Dem auf der kroatischen Insel Brac geborenen Vatikandiplomaten Eterovic scheint Rom diese Eigenschaften zuzuschreiben. Die stürmischen Versammlungen des Synodalen Wegs in Frankfurt und auch die nicht immer in brüderlicher Eintracht verlaufenden Vollversammlungen der Deutschen Bischofskonferenz verfolgt er mit stoischer Ruhe – zumindest vermittelt er nach außen fast schon demonstrativ diesen Eindruck.
Hinter den Kulissen aber ist es kein Geheimnis, dass er nur wenig Zustimmung findet, wenn er bei jeder Gelegenheit gebetsmühlenartig und gänzlich unflexibel an die geltende Glaubenslehre, an das Kirchenrecht und an die Mahnungen des Papstes erinnert. Seine Referate zu Beginn der Bischofsvollversammlungen mit immer wieder ähnlichem Duktus strapazieren offensichtlich die Nerven nicht weniger Bischöfe.
Nuntius mitverantwortlich für Missverständnisse
Im Frühjahr in Dresden machte dies der Vorsitzende der Bischofskonferenz, Georg Bätzing, sogar öffentlich: Es sei ihm phasenweise fast unerträglich gewesen, dem Grußwort von Eterovic zuzuhören.
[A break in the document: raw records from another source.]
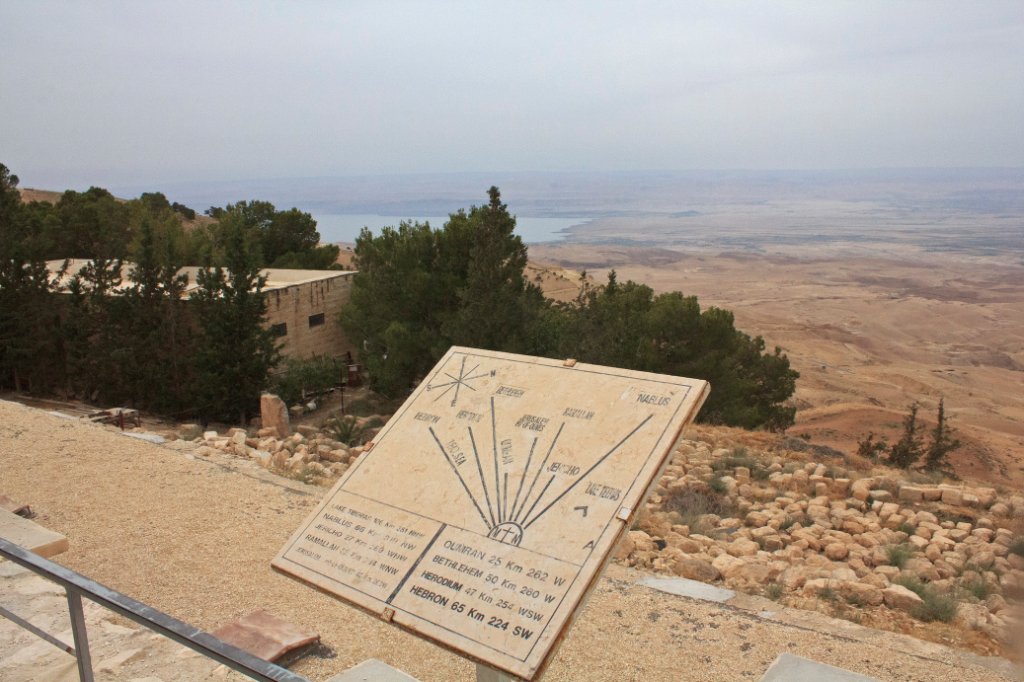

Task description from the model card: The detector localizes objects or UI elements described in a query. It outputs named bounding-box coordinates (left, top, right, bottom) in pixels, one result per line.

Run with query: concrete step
left=0, top=509, right=68, bottom=558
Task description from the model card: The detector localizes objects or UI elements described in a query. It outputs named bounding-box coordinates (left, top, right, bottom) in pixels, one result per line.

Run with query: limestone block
left=870, top=490, right=893, bottom=503
left=976, top=487, right=997, bottom=508
left=941, top=487, right=963, bottom=506
left=260, top=393, right=291, bottom=438
left=898, top=486, right=924, bottom=503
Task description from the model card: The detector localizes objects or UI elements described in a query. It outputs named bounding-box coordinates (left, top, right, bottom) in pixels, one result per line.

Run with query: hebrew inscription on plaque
left=274, top=347, right=709, bottom=679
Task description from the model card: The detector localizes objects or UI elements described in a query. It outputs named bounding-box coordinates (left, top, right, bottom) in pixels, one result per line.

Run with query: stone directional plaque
left=273, top=347, right=709, bottom=679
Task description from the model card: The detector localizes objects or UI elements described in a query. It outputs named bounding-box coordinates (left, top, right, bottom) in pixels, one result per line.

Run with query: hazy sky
left=2, top=1, right=1022, bottom=190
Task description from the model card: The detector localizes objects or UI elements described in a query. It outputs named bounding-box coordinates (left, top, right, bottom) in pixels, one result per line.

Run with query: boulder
left=669, top=536, right=702, bottom=554
left=778, top=565, right=824, bottom=591
left=628, top=530, right=656, bottom=554
left=672, top=555, right=721, bottom=583
left=824, top=543, right=849, bottom=561
left=904, top=557, right=940, bottom=582
left=727, top=538, right=760, bottom=557
left=260, top=393, right=291, bottom=438
left=178, top=423, right=203, bottom=440
left=838, top=581, right=884, bottom=606
left=712, top=553, right=745, bottom=577
left=725, top=561, right=775, bottom=589
left=883, top=584, right=924, bottom=612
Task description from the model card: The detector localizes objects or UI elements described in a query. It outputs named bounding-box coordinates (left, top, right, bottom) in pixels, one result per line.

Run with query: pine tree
left=924, top=398, right=960, bottom=473
left=889, top=403, right=924, bottom=468
left=444, top=187, right=537, bottom=352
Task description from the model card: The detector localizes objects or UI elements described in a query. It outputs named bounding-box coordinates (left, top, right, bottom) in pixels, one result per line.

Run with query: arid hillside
left=529, top=242, right=1024, bottom=490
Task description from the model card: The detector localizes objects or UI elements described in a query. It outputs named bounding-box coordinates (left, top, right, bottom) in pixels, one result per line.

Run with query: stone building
left=252, top=268, right=356, bottom=360
left=48, top=260, right=357, bottom=361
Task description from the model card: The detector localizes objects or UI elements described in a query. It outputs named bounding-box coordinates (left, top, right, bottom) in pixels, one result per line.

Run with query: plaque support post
left=476, top=663, right=516, bottom=682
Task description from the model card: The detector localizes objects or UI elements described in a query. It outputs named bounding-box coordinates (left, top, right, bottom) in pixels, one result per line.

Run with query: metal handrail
left=0, top=536, right=308, bottom=682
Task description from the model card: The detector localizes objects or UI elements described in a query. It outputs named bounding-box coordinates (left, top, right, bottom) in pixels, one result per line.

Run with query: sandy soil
left=1, top=400, right=1017, bottom=681
left=529, top=242, right=1024, bottom=490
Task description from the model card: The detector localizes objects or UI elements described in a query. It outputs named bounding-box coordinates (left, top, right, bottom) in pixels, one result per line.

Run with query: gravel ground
left=1, top=399, right=1018, bottom=681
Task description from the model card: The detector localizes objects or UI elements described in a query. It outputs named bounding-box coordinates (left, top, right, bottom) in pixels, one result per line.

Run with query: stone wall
left=264, top=272, right=356, bottom=360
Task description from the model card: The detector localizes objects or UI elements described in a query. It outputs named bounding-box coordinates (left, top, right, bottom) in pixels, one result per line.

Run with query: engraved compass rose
left=426, top=355, right=495, bottom=407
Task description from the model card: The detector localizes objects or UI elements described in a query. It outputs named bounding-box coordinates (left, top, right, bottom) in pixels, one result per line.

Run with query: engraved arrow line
left=509, top=436, right=538, bottom=522
left=511, top=422, right=565, bottom=524
left=428, top=427, right=493, bottom=531
left=491, top=397, right=503, bottom=524
left=467, top=426, right=497, bottom=528
left=519, top=474, right=556, bottom=527
left=522, top=413, right=654, bottom=530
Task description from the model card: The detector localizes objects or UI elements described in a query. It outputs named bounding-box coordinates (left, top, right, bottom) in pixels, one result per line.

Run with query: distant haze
left=2, top=2, right=1023, bottom=191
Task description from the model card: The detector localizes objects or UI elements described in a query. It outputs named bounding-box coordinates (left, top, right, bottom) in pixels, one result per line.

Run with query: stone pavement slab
left=0, top=509, right=68, bottom=558
left=759, top=653, right=879, bottom=681
left=636, top=575, right=736, bottom=602
left=327, top=658, right=421, bottom=682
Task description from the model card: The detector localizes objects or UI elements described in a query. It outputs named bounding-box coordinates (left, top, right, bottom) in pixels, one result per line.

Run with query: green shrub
left=817, top=585, right=839, bottom=602
left=844, top=592, right=866, bottom=607
left=709, top=476, right=729, bottom=494
left=886, top=544, right=916, bottom=569
left=961, top=577, right=993, bottom=601
left=323, top=413, right=367, bottom=446
left=1010, top=537, right=1024, bottom=557
left=661, top=487, right=737, bottom=535
left=856, top=432, right=888, bottom=460
left=894, top=574, right=927, bottom=597
left=897, top=522, right=917, bottom=536
left=781, top=513, right=805, bottom=532
left=270, top=355, right=346, bottom=405
left=912, top=590, right=958, bottom=623
left=764, top=583, right=784, bottom=601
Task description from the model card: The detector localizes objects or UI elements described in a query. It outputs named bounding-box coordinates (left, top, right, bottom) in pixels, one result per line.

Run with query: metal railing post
left=66, top=589, right=94, bottom=682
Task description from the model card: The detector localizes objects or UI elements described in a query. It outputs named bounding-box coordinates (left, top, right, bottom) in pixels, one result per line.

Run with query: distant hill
left=18, top=187, right=65, bottom=204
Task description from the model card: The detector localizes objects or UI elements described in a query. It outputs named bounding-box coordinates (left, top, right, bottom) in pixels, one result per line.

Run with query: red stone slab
left=212, top=610, right=319, bottom=662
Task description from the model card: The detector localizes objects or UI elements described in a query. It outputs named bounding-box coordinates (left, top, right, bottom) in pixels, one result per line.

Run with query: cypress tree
left=924, top=398, right=960, bottom=472
left=889, top=403, right=924, bottom=468
left=193, top=221, right=280, bottom=424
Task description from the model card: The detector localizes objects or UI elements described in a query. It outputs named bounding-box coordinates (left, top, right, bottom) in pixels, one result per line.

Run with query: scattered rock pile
left=189, top=422, right=370, bottom=484
left=617, top=440, right=1024, bottom=647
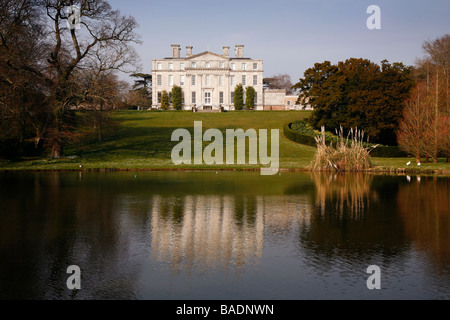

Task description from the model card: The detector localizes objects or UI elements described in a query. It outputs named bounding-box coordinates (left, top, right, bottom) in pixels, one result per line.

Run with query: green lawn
left=1, top=110, right=449, bottom=174
left=0, top=111, right=315, bottom=171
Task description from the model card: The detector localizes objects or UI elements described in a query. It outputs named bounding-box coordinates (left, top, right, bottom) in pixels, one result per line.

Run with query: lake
left=0, top=171, right=448, bottom=300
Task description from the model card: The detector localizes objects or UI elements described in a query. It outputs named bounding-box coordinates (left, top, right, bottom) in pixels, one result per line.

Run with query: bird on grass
left=407, top=161, right=411, bottom=166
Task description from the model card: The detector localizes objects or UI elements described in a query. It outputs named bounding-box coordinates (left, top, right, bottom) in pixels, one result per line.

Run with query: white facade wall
left=152, top=45, right=264, bottom=111
left=263, top=89, right=286, bottom=109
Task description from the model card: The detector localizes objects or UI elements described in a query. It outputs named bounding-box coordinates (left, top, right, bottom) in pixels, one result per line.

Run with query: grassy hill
left=1, top=110, right=449, bottom=174
left=0, top=111, right=316, bottom=171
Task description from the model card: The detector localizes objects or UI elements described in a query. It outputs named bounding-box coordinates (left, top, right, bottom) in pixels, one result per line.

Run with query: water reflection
left=301, top=173, right=410, bottom=269
left=311, top=172, right=376, bottom=220
left=150, top=195, right=264, bottom=271
left=396, top=176, right=450, bottom=270
left=0, top=172, right=144, bottom=300
left=0, top=172, right=448, bottom=299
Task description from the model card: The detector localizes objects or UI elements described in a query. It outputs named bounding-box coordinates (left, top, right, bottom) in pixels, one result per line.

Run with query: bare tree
left=1, top=1, right=140, bottom=158
left=422, top=70, right=447, bottom=162
left=423, top=34, right=450, bottom=112
left=264, top=74, right=294, bottom=95
left=437, top=116, right=450, bottom=162
left=397, top=83, right=429, bottom=163
left=41, top=0, right=141, bottom=158
left=405, top=35, right=450, bottom=163
left=76, top=38, right=139, bottom=141
left=0, top=0, right=50, bottom=156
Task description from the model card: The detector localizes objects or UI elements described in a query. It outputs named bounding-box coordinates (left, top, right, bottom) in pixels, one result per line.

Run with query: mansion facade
left=152, top=44, right=264, bottom=111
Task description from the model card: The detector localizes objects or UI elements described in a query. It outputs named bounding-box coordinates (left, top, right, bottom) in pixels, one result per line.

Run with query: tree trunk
left=51, top=141, right=64, bottom=159
left=98, top=102, right=103, bottom=142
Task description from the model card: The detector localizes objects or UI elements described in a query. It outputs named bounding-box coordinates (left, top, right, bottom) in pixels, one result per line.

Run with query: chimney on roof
left=223, top=46, right=230, bottom=58
left=186, top=45, right=193, bottom=57
left=171, top=44, right=181, bottom=58
left=235, top=45, right=244, bottom=58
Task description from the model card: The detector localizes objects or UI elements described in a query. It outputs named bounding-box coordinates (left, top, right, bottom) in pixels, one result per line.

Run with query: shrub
left=234, top=84, right=244, bottom=110
left=245, top=86, right=255, bottom=110
left=161, top=90, right=169, bottom=110
left=172, top=86, right=183, bottom=111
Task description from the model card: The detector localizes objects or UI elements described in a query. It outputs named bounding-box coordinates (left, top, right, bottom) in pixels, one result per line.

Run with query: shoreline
left=1, top=166, right=449, bottom=176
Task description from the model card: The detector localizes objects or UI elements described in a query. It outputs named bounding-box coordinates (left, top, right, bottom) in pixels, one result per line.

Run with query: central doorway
left=204, top=92, right=212, bottom=106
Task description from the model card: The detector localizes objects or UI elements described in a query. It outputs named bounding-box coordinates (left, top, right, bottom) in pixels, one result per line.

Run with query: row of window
left=157, top=91, right=258, bottom=105
left=156, top=74, right=259, bottom=87
left=156, top=62, right=259, bottom=71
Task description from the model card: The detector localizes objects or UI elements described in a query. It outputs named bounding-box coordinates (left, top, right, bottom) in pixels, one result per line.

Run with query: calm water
left=0, top=171, right=449, bottom=300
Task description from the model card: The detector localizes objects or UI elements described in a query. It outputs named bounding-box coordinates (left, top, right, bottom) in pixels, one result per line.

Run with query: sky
left=107, top=0, right=450, bottom=84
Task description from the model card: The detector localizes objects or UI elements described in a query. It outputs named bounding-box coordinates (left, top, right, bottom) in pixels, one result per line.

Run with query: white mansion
left=152, top=44, right=300, bottom=111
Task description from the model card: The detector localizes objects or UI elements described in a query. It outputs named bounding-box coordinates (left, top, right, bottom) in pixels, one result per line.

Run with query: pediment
left=186, top=51, right=229, bottom=61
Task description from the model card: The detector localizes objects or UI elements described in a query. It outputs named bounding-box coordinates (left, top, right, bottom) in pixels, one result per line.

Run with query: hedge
left=369, top=146, right=407, bottom=158
left=283, top=123, right=317, bottom=148
left=284, top=122, right=407, bottom=158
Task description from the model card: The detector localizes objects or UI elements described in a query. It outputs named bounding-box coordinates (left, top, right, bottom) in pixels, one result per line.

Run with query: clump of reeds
left=311, top=126, right=378, bottom=172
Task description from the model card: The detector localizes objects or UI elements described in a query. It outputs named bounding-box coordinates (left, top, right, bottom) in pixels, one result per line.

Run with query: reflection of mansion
left=150, top=194, right=311, bottom=270
left=151, top=44, right=311, bottom=111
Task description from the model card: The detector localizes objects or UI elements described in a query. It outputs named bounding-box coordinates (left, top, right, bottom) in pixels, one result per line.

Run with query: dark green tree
left=131, top=73, right=152, bottom=90
left=161, top=90, right=169, bottom=110
left=172, top=86, right=183, bottom=110
left=293, top=58, right=415, bottom=145
left=245, top=86, right=256, bottom=110
left=130, top=73, right=152, bottom=108
left=234, top=84, right=244, bottom=110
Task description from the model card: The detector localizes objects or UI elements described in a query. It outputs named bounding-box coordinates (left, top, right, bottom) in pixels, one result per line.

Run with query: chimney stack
left=235, top=45, right=244, bottom=58
left=186, top=46, right=193, bottom=57
left=171, top=44, right=180, bottom=58
left=223, top=46, right=230, bottom=58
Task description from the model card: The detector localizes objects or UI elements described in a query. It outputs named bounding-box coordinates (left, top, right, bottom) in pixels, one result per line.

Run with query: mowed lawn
left=1, top=110, right=449, bottom=173
left=0, top=111, right=316, bottom=171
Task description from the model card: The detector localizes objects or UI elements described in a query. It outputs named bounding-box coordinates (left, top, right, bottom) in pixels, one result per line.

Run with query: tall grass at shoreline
left=311, top=126, right=378, bottom=172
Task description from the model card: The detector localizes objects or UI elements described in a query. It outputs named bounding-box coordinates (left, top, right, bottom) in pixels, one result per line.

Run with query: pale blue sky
left=107, top=0, right=450, bottom=83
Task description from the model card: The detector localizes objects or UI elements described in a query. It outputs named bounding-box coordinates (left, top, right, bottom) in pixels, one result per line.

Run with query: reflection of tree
left=312, top=172, right=375, bottom=221
left=0, top=172, right=144, bottom=300
left=300, top=174, right=410, bottom=272
left=397, top=176, right=450, bottom=270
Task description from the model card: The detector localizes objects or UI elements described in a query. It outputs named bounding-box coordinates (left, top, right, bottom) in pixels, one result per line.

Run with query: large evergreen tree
left=293, top=58, right=415, bottom=145
left=130, top=73, right=152, bottom=108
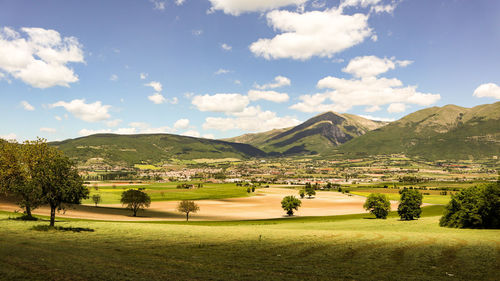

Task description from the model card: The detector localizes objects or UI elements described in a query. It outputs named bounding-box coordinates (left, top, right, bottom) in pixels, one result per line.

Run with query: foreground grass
left=1, top=207, right=498, bottom=281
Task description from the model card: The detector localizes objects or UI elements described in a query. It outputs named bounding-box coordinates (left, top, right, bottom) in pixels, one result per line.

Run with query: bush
left=299, top=189, right=305, bottom=199
left=440, top=183, right=500, bottom=229
left=397, top=188, right=423, bottom=220
left=363, top=193, right=391, bottom=219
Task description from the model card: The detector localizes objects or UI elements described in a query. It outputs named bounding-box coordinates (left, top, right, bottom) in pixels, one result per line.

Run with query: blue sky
left=0, top=0, right=499, bottom=141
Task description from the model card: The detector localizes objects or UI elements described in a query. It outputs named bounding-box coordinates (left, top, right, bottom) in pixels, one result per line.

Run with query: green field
left=82, top=182, right=253, bottom=204
left=1, top=206, right=498, bottom=280
left=350, top=191, right=452, bottom=205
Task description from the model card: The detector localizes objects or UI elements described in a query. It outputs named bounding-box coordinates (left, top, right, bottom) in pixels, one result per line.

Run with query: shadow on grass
left=31, top=225, right=95, bottom=232
left=8, top=214, right=39, bottom=221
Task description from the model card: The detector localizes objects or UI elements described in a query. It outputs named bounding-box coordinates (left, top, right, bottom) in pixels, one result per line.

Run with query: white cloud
left=169, top=97, right=179, bottom=104
left=202, top=134, right=215, bottom=139
left=208, top=0, right=308, bottom=16
left=221, top=43, right=232, bottom=51
left=234, top=80, right=241, bottom=85
left=174, top=118, right=190, bottom=129
left=340, top=0, right=397, bottom=14
left=192, top=29, right=203, bottom=36
left=151, top=0, right=166, bottom=10
left=176, top=0, right=185, bottom=5
left=148, top=93, right=166, bottom=104
left=20, top=100, right=34, bottom=111
left=343, top=56, right=412, bottom=78
left=110, top=74, right=118, bottom=81
left=255, top=75, right=291, bottom=89
left=214, top=68, right=231, bottom=75
left=140, top=73, right=148, bottom=80
left=365, top=105, right=380, bottom=112
left=250, top=8, right=372, bottom=60
left=106, top=119, right=122, bottom=127
left=387, top=102, right=406, bottom=113
left=203, top=106, right=300, bottom=132
left=129, top=122, right=150, bottom=129
left=54, top=115, right=62, bottom=121
left=79, top=122, right=175, bottom=136
left=0, top=27, right=84, bottom=88
left=50, top=99, right=111, bottom=122
left=182, top=130, right=200, bottom=138
left=145, top=81, right=162, bottom=92
left=248, top=90, right=289, bottom=103
left=0, top=133, right=17, bottom=140
left=40, top=127, right=56, bottom=133
left=473, top=83, right=500, bottom=99
left=290, top=56, right=440, bottom=113
left=192, top=93, right=249, bottom=113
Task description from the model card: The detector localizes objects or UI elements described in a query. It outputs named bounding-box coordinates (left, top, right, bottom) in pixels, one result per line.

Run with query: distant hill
left=339, top=102, right=500, bottom=159
left=50, top=134, right=266, bottom=166
left=225, top=112, right=387, bottom=155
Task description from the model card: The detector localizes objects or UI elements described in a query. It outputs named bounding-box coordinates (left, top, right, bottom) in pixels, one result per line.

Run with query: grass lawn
left=82, top=182, right=253, bottom=204
left=351, top=191, right=452, bottom=205
left=0, top=206, right=498, bottom=281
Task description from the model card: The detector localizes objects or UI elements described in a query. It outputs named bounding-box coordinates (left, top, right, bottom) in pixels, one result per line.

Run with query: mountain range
left=49, top=102, right=500, bottom=165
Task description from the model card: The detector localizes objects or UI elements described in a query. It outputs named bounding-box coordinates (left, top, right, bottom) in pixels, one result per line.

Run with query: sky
left=0, top=0, right=499, bottom=142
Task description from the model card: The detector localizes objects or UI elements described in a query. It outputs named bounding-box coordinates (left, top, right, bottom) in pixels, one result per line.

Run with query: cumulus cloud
left=387, top=102, right=406, bottom=113
left=221, top=43, right=232, bottom=51
left=255, top=75, right=291, bottom=89
left=79, top=122, right=176, bottom=136
left=202, top=134, right=215, bottom=139
left=50, top=99, right=111, bottom=122
left=40, top=127, right=56, bottom=133
left=248, top=90, right=289, bottom=103
left=145, top=81, right=162, bottom=92
left=359, top=115, right=395, bottom=122
left=290, top=56, right=440, bottom=113
left=203, top=106, right=300, bottom=132
left=0, top=27, right=84, bottom=88
left=340, top=0, right=397, bottom=14
left=192, top=93, right=249, bottom=113
left=181, top=130, right=200, bottom=138
left=208, top=0, right=308, bottom=16
left=140, top=73, right=148, bottom=80
left=176, top=0, right=185, bottom=5
left=148, top=93, right=166, bottom=104
left=342, top=56, right=412, bottom=78
left=20, top=100, right=35, bottom=111
left=0, top=133, right=17, bottom=140
left=250, top=8, right=372, bottom=60
left=151, top=0, right=166, bottom=10
left=174, top=118, right=190, bottom=129
left=473, top=83, right=500, bottom=99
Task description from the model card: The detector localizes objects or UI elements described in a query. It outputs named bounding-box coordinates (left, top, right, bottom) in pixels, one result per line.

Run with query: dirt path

Und auch sonst ist schon mal zu hören, der Nuntius und seine Wahrnehmung der Kirche in Deutschland sei auch mitverantwortlich dafür, dass sich viele deutsche Katholiken – etliche Bischöfe mit eingeschlossen – im Vatikan und auch vom Papst nicht verstanden fühlten.
Doch der charismatisch auftretende und immer wieder neue Reform-Perspektiven eröffnende Franziskus hat bisher nicht zu erkennen gegeben, dass er sich am genau entgegensetzt wirkenden Stil seines Botschafters in Deutschland stört.
Interessant dabei ist auch, dass Franziskus kurz nach seinem eigenen Amtsantritt Eterovic von dessen damaligem Amt an der Spitze der Weltbischofssynode kurz entschlossen abberief. Jener Einrichtung also, die der Papst offenbar für das wichtigste Werkzeug zur inneren Veränderung der katholischen Kirche auf Weltebene hält. Damals versetzte er Eterovic als Nuntius nach Berlin. Und als seinen verlängerten Arm in Deutschland, wo der Papst den Katholiken schon mal ins Stammbuch schreibt, man brauche keine zweite protestantische Kirche, scheint er ihn bislang zu schätzen.